Spencelayh was 'a simple, uncomplicated man, happy in his work, and supremely fortunate in that after his happy childhood he married in succession, two kind, loving women who devoted their lives to seeing him happy and ensuring that nothing worried or distracted him from the main business of his life: painting, drawing, painting, drawing.' (Ibid, p.. 46) It was in 1892 that Spencelayh exhibited his first pictures at the Royal Academy, portrait miniatures of women which were followed in the next few years by similar pictures. He exhibited miniatures from various addresses in Chatham and New Brompton until 1912 when the Spencelayhs moved to Lee in Kent, near Blackheath and Greenwich where he painted the present picture. He had by this time begun to paint the old men in parlours and workshops for which he became famous.

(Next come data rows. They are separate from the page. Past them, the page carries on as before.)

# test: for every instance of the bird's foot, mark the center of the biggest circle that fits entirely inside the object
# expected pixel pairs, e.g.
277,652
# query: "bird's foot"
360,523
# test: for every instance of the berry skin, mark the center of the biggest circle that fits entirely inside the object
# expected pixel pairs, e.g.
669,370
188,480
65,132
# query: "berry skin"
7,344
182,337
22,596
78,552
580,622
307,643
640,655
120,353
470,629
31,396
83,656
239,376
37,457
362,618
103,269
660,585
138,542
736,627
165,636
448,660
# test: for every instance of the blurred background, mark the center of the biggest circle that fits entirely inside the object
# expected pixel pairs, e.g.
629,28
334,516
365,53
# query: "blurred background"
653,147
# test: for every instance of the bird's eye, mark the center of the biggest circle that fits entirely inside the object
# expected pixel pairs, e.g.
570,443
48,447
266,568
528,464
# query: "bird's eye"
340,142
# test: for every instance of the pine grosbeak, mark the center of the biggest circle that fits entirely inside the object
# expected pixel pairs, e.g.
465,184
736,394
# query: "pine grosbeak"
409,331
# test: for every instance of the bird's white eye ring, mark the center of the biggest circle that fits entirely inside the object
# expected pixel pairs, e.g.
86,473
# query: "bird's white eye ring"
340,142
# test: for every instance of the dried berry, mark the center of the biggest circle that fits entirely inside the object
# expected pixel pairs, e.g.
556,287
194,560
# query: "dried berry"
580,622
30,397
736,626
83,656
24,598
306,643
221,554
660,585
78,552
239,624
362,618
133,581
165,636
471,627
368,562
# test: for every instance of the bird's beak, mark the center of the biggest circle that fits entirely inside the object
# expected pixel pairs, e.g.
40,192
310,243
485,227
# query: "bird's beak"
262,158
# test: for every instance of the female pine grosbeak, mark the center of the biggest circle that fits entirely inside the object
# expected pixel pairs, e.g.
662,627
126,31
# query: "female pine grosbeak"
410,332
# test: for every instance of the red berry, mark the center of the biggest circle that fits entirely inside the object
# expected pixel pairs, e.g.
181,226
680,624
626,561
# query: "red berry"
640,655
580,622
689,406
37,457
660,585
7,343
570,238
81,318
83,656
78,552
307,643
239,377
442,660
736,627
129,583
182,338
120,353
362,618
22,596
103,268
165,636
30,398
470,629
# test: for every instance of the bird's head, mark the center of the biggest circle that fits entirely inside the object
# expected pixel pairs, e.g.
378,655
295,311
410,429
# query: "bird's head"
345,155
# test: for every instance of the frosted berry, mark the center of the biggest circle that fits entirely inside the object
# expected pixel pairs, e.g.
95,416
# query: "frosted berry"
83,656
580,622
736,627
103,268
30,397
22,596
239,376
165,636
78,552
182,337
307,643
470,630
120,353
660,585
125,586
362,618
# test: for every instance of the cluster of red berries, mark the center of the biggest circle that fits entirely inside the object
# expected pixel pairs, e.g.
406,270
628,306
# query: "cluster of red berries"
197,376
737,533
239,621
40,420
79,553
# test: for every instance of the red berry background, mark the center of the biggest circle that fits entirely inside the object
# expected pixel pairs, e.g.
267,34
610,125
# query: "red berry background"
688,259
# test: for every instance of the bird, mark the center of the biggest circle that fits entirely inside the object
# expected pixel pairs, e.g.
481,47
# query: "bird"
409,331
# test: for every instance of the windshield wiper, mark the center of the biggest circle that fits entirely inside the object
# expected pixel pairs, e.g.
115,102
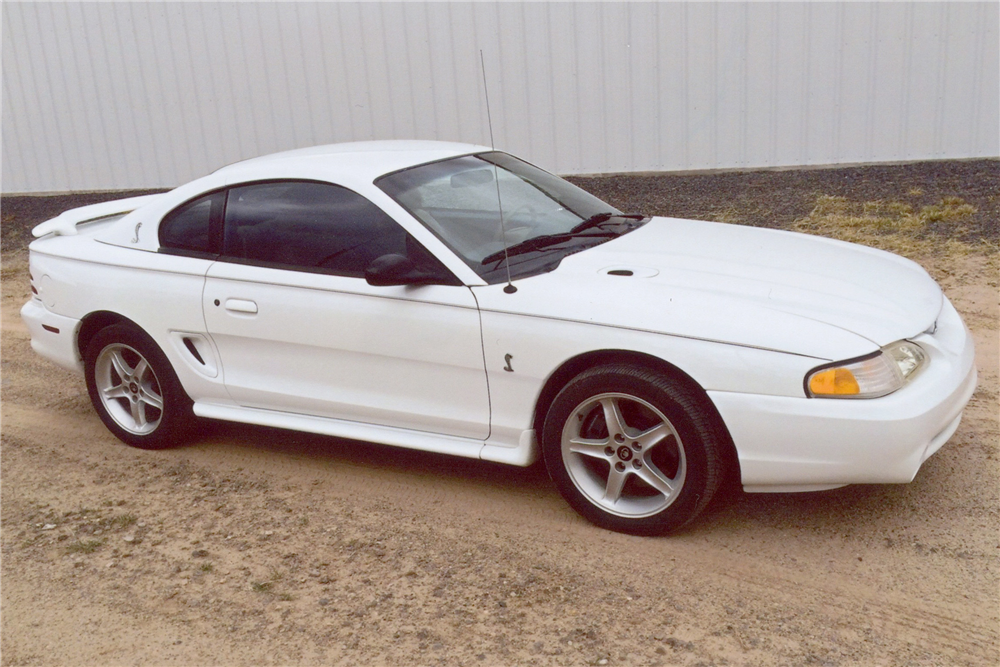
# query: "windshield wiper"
600,218
539,242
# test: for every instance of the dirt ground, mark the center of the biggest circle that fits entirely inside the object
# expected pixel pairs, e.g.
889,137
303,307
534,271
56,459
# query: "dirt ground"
259,546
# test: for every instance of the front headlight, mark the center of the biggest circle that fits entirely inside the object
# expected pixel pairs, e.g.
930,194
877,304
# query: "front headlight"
867,377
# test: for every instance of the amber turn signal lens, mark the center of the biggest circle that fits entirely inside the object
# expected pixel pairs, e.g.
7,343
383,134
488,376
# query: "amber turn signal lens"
834,382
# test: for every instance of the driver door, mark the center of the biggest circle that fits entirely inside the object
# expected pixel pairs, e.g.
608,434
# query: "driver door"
300,330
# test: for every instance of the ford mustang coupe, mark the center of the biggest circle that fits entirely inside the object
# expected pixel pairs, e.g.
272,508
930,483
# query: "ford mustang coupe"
452,298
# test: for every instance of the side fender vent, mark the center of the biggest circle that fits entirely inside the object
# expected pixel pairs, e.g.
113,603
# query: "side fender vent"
189,344
197,352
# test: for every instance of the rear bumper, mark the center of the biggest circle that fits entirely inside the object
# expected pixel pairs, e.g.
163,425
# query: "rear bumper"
801,444
52,336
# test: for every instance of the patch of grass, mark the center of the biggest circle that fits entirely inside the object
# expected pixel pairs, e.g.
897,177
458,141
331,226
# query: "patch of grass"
84,546
931,231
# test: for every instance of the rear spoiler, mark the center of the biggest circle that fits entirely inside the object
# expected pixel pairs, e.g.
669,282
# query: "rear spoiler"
65,223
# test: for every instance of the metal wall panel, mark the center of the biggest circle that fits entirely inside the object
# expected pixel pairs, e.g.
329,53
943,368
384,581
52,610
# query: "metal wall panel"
130,95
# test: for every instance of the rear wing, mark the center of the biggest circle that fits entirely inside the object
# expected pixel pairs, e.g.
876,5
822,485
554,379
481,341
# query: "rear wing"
65,223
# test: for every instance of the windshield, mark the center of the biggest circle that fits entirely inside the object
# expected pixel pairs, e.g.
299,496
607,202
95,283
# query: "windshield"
457,200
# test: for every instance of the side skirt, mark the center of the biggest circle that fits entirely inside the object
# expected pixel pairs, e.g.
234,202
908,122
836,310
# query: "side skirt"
386,435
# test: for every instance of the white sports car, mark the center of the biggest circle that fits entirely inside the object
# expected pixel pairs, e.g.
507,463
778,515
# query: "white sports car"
451,298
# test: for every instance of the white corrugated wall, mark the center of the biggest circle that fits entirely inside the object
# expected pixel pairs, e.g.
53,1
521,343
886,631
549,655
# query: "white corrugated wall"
130,95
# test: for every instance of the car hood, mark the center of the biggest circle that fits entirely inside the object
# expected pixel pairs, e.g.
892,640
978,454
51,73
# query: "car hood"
742,285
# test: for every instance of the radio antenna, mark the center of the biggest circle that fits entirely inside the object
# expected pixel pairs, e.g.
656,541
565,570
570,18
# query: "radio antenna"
509,289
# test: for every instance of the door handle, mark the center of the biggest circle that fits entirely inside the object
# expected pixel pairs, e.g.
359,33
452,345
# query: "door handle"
241,306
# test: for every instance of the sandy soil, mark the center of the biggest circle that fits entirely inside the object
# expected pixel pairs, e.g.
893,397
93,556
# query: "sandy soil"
259,546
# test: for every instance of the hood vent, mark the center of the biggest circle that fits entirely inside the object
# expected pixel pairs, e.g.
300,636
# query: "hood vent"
629,271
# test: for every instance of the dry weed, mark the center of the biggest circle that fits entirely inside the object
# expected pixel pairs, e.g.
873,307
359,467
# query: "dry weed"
933,234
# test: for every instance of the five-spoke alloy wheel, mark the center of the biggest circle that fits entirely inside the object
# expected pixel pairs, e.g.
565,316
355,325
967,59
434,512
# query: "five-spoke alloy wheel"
134,389
633,450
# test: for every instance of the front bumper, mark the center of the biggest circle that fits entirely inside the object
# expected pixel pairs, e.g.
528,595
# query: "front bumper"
52,336
806,444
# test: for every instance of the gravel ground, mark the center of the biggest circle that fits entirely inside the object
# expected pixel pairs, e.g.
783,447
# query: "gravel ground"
260,546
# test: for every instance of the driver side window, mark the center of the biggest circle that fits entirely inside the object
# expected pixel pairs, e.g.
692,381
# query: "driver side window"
310,226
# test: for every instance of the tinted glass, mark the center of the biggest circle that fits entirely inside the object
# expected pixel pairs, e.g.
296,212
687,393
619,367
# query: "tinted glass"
459,200
312,226
189,227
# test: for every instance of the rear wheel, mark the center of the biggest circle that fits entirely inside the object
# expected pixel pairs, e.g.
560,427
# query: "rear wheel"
632,450
134,389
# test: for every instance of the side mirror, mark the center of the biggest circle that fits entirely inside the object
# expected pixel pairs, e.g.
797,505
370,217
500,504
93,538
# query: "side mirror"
396,270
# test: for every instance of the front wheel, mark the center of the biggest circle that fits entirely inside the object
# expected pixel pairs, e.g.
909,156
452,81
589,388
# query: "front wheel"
632,450
134,390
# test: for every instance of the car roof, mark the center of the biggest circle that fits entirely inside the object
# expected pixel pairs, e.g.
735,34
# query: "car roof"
366,160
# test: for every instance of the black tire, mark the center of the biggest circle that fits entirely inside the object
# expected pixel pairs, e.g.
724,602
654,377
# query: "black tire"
143,405
650,474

In the early 1920s Spencelayh was ''discovered' by one of those fairy-tale providers who most of us thought had vanished with the wigs and brocade coats of the eighteenth century' (ibid, p.60). His name was Mr. Levy, a Manchester cotton merchant who had bought a painting by Spencelayh entitled Cinderella when on holiday in Harrogate. He and his wife had seen other pictures by Spencelayh at the Royal Academy but was disappointed to learn that they had already been sold. The attendant that worked on the door at the Royal Academy exhibition told Levy that he had Spencelayh's address and thus the artist and his patron became acquainted. Levy immediately bought two pictures from Spencelayh and, in the words of Mrs Levy; 'for a while he kept buying them. Then, he had a brain-wave, he wrote and asked Mr. Spencelayh if he could come and see him in Manchester. He offered him a house rent-free, for Mrs. Spencelayh and himself, and offered to double the sum of money Mr. Spencelayh was then making.' (ibid, p.60) Levy enjoyed watching Spencelayh work and suggested several Jewish subjects for him to paint, which sold very well. He also commissioned portraits of members of his family and arranged for twenty-three of his paintings to be exhibited at the Midland Hotel in Manchester. However it was his purchase of several important paintings by Spencelayh for sums as high as £600 and £700 that was most valuable to the artist. Among Levy's pictures were Old Coins depicting a numismatist inspecting his collection, Render unto Caesar depicting an old man with his income-tax return and The Empty Chair. The Old Dealer was the most important picture in Levy's collection and sold for the highest sum when auctioned by Mrs Levy in 1946.